Half-Life 1 Got A Glorious Ray-Traced Makeover, Check Out The Trailer And Play Now

black mesa inbound
It seems like every game is getting the ray-tracing treatment these days. We are not complaining because, so far, these improvements have made games that may not have aged well otherwise look gorgeous. One of the first was for Quake II, which breathed new life into the genre-defining arena shooter. Now, fans of award-winning and great games in need of a graphical upgrade are in luck because the original Half-Life has finally gotten its own ray-tracing overhaul.
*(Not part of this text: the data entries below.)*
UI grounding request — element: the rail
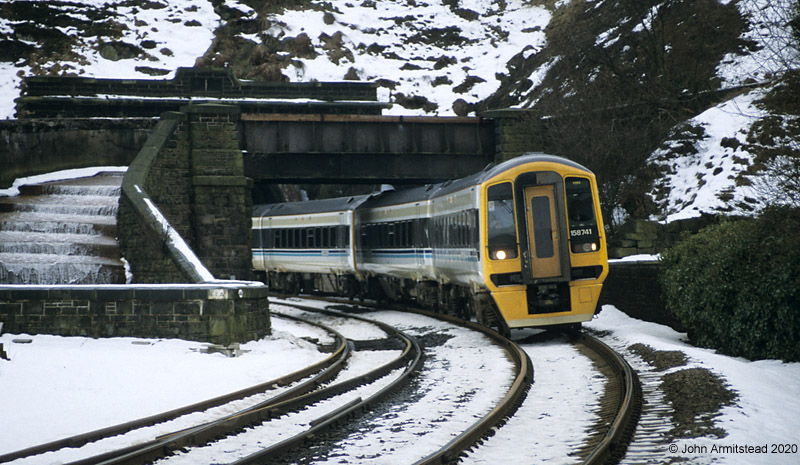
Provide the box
[60,305,419,465]
[577,333,642,465]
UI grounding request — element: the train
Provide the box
[251,153,608,334]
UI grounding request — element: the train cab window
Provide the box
[565,177,600,253]
[487,182,519,260]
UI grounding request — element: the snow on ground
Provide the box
[0,0,551,119]
[648,89,767,222]
[588,306,800,465]
[648,0,799,222]
[464,335,604,464]
[271,0,550,116]
[1,304,798,463]
[717,0,798,88]
[0,316,329,455]
[0,0,219,119]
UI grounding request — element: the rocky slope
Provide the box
[1,0,798,223]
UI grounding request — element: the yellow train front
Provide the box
[476,154,608,332]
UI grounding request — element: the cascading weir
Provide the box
[0,172,126,284]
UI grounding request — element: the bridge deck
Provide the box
[241,114,496,184]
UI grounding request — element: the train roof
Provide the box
[253,153,592,216]
[363,153,590,207]
[253,193,373,217]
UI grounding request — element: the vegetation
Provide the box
[746,70,800,209]
[659,206,800,362]
[485,0,751,225]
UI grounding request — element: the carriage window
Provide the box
[487,182,518,260]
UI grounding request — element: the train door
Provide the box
[524,185,562,279]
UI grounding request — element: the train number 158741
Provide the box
[570,228,594,237]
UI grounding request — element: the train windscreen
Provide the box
[487,182,519,260]
[565,177,600,253]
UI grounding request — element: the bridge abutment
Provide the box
[185,104,253,281]
[119,104,253,283]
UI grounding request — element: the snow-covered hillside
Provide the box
[1,0,797,221]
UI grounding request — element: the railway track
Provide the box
[3,298,641,465]
[270,297,640,465]
[573,333,642,465]
[0,313,349,464]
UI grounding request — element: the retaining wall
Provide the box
[598,261,684,332]
[0,118,154,189]
[1,104,270,344]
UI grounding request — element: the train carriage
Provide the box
[252,153,608,333]
[252,194,371,294]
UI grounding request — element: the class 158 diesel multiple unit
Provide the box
[252,153,608,334]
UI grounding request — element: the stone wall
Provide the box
[0,285,270,345]
[0,118,154,189]
[598,261,684,332]
[483,108,547,162]
[118,104,253,283]
[607,215,732,258]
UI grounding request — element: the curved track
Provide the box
[272,297,533,465]
[573,333,642,465]
[0,314,349,465]
[3,298,640,465]
[299,297,641,465]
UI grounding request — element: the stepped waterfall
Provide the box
[0,172,126,284]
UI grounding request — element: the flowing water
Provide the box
[0,173,126,284]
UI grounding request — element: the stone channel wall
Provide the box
[0,118,154,189]
[0,286,269,345]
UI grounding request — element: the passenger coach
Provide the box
[252,153,608,334]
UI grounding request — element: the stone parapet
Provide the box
[16,67,387,118]
[0,285,270,345]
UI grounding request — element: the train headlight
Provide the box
[572,242,599,253]
[489,246,517,260]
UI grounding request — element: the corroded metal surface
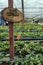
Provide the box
[1,7,23,22]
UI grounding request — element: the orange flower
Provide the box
[17,34,21,40]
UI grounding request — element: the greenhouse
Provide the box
[0,0,43,65]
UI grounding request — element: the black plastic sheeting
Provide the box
[0,36,43,41]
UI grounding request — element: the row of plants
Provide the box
[0,22,43,40]
[0,22,43,65]
[0,41,43,65]
[14,22,43,30]
[0,31,43,40]
[0,22,43,31]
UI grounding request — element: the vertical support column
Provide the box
[9,22,14,59]
[21,0,24,27]
[8,0,14,59]
[8,0,13,7]
[22,0,24,21]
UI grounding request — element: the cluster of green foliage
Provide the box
[0,22,43,39]
[0,41,43,65]
[0,22,43,65]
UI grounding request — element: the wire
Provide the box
[13,0,21,8]
[25,12,41,14]
[24,12,43,19]
[32,13,43,19]
[37,1,43,5]
[13,1,17,8]
[24,0,28,6]
[24,0,37,7]
[16,7,43,9]
[17,0,21,4]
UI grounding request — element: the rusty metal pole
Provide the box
[8,0,14,59]
[21,0,24,27]
[22,0,24,21]
[8,0,13,7]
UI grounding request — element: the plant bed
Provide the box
[35,36,43,40]
[21,36,33,39]
[0,41,43,65]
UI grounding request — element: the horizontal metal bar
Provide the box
[1,38,43,41]
[0,7,43,9]
[0,30,43,32]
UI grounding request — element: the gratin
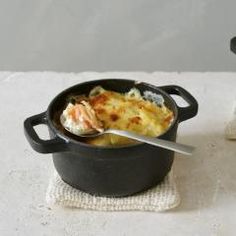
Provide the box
[61,86,174,146]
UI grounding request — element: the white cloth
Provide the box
[225,101,236,140]
[46,170,180,212]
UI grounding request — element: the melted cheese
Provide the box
[85,87,174,146]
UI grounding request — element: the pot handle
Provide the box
[24,112,68,153]
[160,85,198,122]
[231,37,236,54]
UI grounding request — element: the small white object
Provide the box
[225,101,236,140]
[46,170,180,212]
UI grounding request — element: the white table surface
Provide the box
[0,72,235,236]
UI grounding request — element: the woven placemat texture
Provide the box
[46,170,180,212]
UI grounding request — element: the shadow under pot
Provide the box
[24,79,198,197]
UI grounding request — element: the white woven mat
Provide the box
[46,170,180,212]
[225,101,236,140]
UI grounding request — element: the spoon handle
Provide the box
[107,129,195,156]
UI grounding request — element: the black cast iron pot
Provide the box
[231,37,236,54]
[24,79,198,197]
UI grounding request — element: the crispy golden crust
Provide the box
[85,89,174,146]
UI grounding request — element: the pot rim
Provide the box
[46,78,179,150]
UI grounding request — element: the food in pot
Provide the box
[60,100,104,135]
[61,86,174,146]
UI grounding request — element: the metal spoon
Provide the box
[65,127,195,156]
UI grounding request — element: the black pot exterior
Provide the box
[50,125,177,197]
[24,79,198,197]
[231,37,236,54]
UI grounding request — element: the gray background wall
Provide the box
[0,0,235,72]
The project is made possible by ray-tracing mod wizard Sultim Tsyrendashiev, who goes by sultim_t, as well as dedicated contributors to his projects. He is also responsible for giving us ray-traced DOOM. Ever since he announced Half-Life ray-traced a year ago, we have been eagerly awaiting its release. We were given another little preview in October of last year to whet our appetites.

Those trailers are beautiful, but the big news is that the mod is available now. Yes, the latest trailer is for the release and looks better than ever!

Half-Life 1: Ray Traced Release Trailer

The lightning from vortigaunts (0:50) is incredibly cool and the muzzle flash of some firearms and the light from the gauss gun that follow is downright sublime. Special attention has been focused on reflections too. We get to see an excellent mirror effect not only in the mirrors of Black Mesa but the reflections of equipped weapons like the laser trip mine.

If you want to pick up this mod, the installation is pretty easy. First, you'll need a Steam version of Half-Life 1, the original version, not Half-Life: Source. Next, you'll need to grab both of the non-source-code files on this github page, which includes more instructions for things like DLSS, then extract them to the local files for Half-Life. Then you just run the unique new executable, and voila! You have Half-life 1 Ray Traced!

half life rt vortigaunt
Half-Life 1: Ray-Traced Vortigaunt

There are some known issues, as the download page points out, which are either limitations of the engine or the fact that some AMD cards with ray tracing still don't fully work as expected. For the most part, people will be happy with the results.

We're hoping for a ray traced update from these folks for the Source engine. Imagine if Black Mesa: Source had this lighting, or even just Half-Life 2 itself—we've already seen what it can do for Portal.